• ACL Security In Seam, Part 1


    Seam has always been about solving the common issues faced by web application developers.  By providing a selection of "Best Practice" solutions to various development challenges in a unified component model, the developer is free to work on the business logic of their application without having to worry as much about the concerns that should be rightly addressed by the framework.  Seam makes it very easy to do things such as generate PDF documents, generate and send e-mails, and internationalise your application.  It also integrates with third party projects such as jBPM and Drools to provide support for long running business processes and business rules.  Support for CAPTCHA, and a wiki-style markup language are also there, as well as a number of ways of doing AJAX.

    One of the most important areas of enterprise application development though is security.  Seam has long provided a robust Security API allowing the components and views that a typical application consists of to be secured via user and role security, or rule-based security permissions.  Recently though (as of version 2.1.0.GA) Seam has overhauled its security engine to provide a number of new features offering even more ways to secure your sensitive data.  This article will look at one of these new features, persistent permissions to see how ACL, or "instance" based security can be used to secure your application at the object level.

    To get started, let's examine the differences between rule-based and ACL-based security.  Rule-based security is great for applying blanket permissions to a particular class of object.  For example, let's take a look at the following security rule from one of the Seam examples:

      rule DeleteImage
        no-loop
        activation-group "permissions"
      when
        acct: MemberAccount()
        image: MemberImage(mbr : member -> (mbr.memberId.equals(acct.member.memberId)))
        check: PermissionCheck(target == image, action == "delete", granted == false)
      then
        check.grant();
      end

    The conditional part of this rule (which allows users to delete images that they've previously uploaded) essentially says, "if you're the owner of this image, then you're allowed to delete it".  In this example, the security permission applies to all images and is dependent on the fact that there is a relational link between the image and its owner.  It is through this relationship that the security rule can determine that the current user is the owner of the image, and in turn grant permission to execute the action.  However, what if there was no relationship between the target of the permission check and the user (who we'll refer to as the principal from here on)?  This is where ACL security comes in.

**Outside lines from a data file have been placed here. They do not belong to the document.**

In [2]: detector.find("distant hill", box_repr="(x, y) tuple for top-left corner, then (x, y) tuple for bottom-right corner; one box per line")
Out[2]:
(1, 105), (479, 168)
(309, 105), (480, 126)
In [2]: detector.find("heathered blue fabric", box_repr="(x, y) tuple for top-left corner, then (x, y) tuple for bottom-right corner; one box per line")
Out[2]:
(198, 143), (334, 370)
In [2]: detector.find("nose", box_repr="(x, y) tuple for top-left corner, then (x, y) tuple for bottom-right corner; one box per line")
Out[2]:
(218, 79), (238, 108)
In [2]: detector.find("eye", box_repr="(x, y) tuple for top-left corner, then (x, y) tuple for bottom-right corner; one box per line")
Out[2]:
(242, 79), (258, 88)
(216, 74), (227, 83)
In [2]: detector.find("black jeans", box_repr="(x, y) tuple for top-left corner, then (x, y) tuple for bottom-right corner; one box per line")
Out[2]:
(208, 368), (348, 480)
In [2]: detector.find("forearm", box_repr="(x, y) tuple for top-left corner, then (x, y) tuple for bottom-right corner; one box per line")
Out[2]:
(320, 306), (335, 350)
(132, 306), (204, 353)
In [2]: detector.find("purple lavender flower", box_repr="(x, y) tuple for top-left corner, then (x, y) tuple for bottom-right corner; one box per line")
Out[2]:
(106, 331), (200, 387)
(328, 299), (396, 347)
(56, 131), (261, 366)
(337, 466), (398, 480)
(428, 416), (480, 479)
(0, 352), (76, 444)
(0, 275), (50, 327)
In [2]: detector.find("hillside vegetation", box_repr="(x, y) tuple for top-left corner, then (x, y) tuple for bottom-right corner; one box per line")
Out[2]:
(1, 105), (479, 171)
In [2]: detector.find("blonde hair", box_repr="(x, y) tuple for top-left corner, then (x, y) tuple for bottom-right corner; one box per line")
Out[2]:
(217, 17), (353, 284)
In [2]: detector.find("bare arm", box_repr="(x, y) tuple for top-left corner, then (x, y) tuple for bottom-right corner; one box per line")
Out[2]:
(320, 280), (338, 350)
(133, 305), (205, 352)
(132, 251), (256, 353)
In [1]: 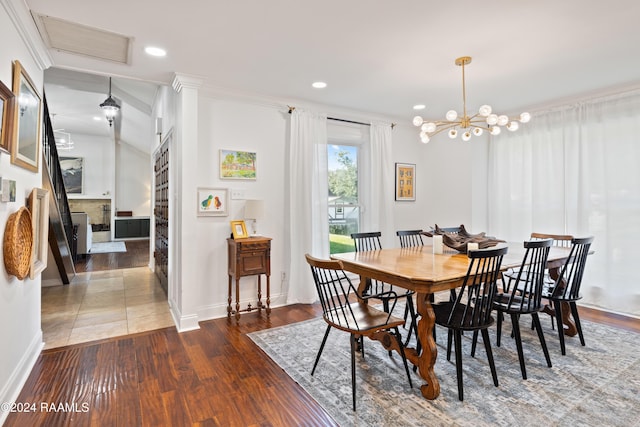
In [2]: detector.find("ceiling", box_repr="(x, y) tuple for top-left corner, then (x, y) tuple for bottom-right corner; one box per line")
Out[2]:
(24, 0), (640, 151)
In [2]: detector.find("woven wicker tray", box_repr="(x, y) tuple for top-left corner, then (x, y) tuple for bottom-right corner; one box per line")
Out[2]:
(3, 207), (33, 280)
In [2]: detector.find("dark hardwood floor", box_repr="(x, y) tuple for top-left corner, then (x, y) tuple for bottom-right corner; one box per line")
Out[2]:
(74, 239), (150, 272)
(7, 297), (638, 426)
(7, 304), (336, 427)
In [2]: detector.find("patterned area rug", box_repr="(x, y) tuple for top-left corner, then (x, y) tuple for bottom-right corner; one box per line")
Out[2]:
(249, 312), (640, 427)
(89, 241), (127, 254)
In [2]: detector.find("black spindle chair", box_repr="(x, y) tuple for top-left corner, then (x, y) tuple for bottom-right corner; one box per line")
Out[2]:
(433, 246), (508, 401)
(542, 236), (594, 355)
(479, 239), (554, 380)
(306, 254), (413, 411)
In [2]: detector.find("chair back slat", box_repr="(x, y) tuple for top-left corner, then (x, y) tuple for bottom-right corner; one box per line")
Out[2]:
(350, 232), (391, 296)
(531, 232), (573, 248)
(351, 231), (382, 252)
(447, 246), (508, 329)
(396, 229), (424, 248)
(306, 254), (361, 330)
(552, 237), (594, 301)
(502, 239), (553, 312)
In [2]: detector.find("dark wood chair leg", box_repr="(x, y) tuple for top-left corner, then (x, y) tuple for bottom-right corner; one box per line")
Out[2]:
(554, 301), (566, 355)
(470, 330), (478, 358)
(510, 313), (527, 380)
(350, 334), (357, 411)
(447, 329), (453, 361)
(496, 311), (503, 347)
(454, 330), (464, 401)
(570, 302), (586, 346)
(481, 328), (499, 387)
(532, 312), (552, 368)
(311, 325), (331, 375)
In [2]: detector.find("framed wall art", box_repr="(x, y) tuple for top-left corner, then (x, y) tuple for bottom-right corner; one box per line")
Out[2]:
(230, 220), (249, 239)
(59, 156), (84, 194)
(0, 79), (15, 153)
(197, 187), (229, 216)
(28, 188), (50, 279)
(395, 162), (416, 201)
(11, 60), (42, 173)
(220, 149), (257, 180)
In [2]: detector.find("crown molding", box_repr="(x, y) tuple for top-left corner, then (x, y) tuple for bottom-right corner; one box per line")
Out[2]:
(172, 73), (204, 92)
(1, 0), (52, 70)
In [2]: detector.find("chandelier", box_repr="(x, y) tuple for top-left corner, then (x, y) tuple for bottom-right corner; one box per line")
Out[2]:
(412, 56), (530, 143)
(99, 77), (120, 127)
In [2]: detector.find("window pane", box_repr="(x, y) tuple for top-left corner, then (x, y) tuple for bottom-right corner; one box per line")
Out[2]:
(328, 144), (359, 254)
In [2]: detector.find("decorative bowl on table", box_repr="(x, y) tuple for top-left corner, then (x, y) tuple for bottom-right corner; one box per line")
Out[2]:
(422, 224), (505, 253)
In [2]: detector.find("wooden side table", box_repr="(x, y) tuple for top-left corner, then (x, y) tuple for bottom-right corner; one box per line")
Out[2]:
(227, 236), (272, 321)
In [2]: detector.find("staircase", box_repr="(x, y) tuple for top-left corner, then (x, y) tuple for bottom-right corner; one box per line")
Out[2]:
(42, 95), (76, 284)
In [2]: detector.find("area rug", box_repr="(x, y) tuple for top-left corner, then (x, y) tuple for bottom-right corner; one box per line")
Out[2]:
(89, 241), (127, 254)
(249, 312), (640, 427)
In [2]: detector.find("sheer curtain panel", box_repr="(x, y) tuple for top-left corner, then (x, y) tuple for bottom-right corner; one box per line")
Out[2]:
(488, 91), (640, 317)
(287, 109), (329, 304)
(364, 122), (395, 248)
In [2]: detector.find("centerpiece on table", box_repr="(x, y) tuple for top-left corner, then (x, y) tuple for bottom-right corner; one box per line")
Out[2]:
(422, 224), (505, 252)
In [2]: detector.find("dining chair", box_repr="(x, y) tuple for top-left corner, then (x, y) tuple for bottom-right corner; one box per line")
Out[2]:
(542, 236), (594, 355)
(305, 254), (413, 411)
(480, 239), (554, 380)
(432, 245), (508, 401)
(396, 229), (424, 248)
(351, 231), (419, 348)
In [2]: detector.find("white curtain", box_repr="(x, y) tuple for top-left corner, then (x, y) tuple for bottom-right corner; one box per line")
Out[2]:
(364, 122), (395, 248)
(287, 109), (329, 304)
(488, 91), (640, 317)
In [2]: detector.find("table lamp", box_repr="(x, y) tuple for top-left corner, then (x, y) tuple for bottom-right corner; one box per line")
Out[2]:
(244, 200), (264, 236)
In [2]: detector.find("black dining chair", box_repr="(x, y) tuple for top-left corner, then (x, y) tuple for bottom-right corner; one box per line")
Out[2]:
(433, 245), (508, 401)
(351, 231), (419, 348)
(306, 254), (413, 411)
(480, 239), (554, 380)
(542, 236), (594, 355)
(396, 229), (424, 248)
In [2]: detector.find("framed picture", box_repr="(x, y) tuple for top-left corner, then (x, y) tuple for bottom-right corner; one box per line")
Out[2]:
(0, 79), (15, 153)
(395, 163), (416, 201)
(197, 187), (229, 216)
(28, 188), (50, 279)
(220, 149), (257, 180)
(230, 220), (249, 239)
(11, 60), (42, 173)
(59, 156), (84, 194)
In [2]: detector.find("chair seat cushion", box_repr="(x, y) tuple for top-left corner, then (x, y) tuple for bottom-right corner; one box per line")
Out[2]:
(433, 301), (495, 331)
(492, 293), (542, 314)
(326, 302), (406, 333)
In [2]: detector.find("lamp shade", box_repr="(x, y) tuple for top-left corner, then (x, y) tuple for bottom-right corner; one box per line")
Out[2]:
(244, 200), (264, 219)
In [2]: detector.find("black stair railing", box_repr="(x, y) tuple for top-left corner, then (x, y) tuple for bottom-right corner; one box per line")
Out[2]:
(42, 94), (76, 262)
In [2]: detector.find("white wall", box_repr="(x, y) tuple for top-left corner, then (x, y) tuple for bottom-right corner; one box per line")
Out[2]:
(62, 132), (115, 197)
(115, 142), (151, 216)
(0, 1), (47, 422)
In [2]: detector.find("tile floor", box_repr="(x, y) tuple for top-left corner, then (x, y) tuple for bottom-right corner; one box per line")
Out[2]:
(41, 267), (175, 350)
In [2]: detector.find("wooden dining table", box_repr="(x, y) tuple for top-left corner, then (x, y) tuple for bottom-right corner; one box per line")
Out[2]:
(331, 243), (573, 400)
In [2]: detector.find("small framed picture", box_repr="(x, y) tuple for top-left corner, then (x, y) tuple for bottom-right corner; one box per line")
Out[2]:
(0, 79), (15, 154)
(197, 187), (229, 216)
(28, 188), (50, 279)
(230, 220), (249, 239)
(220, 149), (257, 180)
(395, 162), (416, 201)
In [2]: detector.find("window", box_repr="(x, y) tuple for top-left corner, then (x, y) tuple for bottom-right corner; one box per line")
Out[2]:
(328, 144), (359, 254)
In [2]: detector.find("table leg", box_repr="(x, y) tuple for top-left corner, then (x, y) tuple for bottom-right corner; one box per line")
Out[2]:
(372, 291), (440, 399)
(235, 278), (241, 321)
(227, 275), (232, 318)
(542, 268), (577, 336)
(266, 274), (271, 315)
(257, 275), (263, 311)
(414, 292), (440, 400)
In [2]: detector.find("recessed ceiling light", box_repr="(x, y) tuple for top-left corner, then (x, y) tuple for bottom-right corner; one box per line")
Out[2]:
(413, 104), (426, 110)
(145, 46), (167, 57)
(312, 81), (327, 89)
(93, 116), (102, 121)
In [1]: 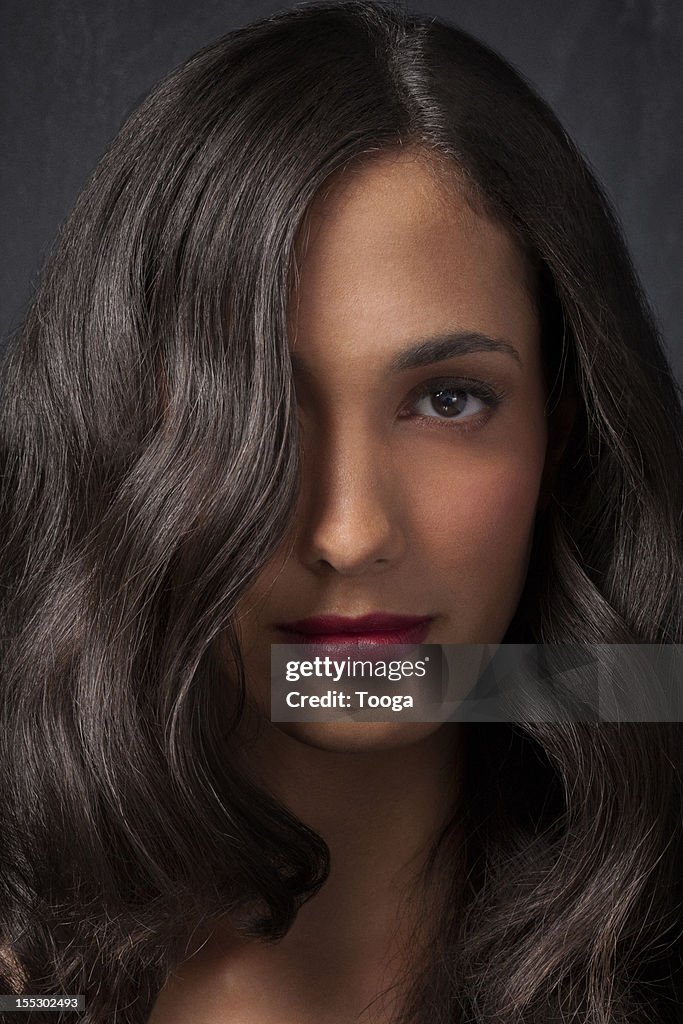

    An ACL (Access Control List) is a list of explicit permissions assigned to a particular object.  Each entry in the list contains a recipient (the principal who is granted the permission) and an action.  If you've ever used a *nix based operating system then you should already be familiar with a particular type of ACL - the file system contains a table of read, write and execute permissions for each file (yes, Windows has similar file security but it's not as obvious).  ACL-based security in Seam works much the same way, except that it is used to secure object instances instead of files.  In a typical application these object instances will generally be entities, however we'll soon see that it is possible to secure any type of object.

    Before we can start assigning permissions for our objects, we first need to do a little preparation.  Most importantly we need a place to store the actual permissions themselves.  Seam provides a PermissionStore interface that declares the methods required for managing ACL object permissions.  While it is theoretically possible to store permissions in any type of persistent storage (e.g. in files, in LDAP, etc) it generally makes most sense to use a relational database.  To that effect Seam comes with a PermissionStore implementation called JpaPermissionStore, which allows permissions to be stored in a database using JPA.  To use JpaPermissionStore we need to do two things; create an entity bean to hold the permission records, and configure that entity bean in Seam's component.xml.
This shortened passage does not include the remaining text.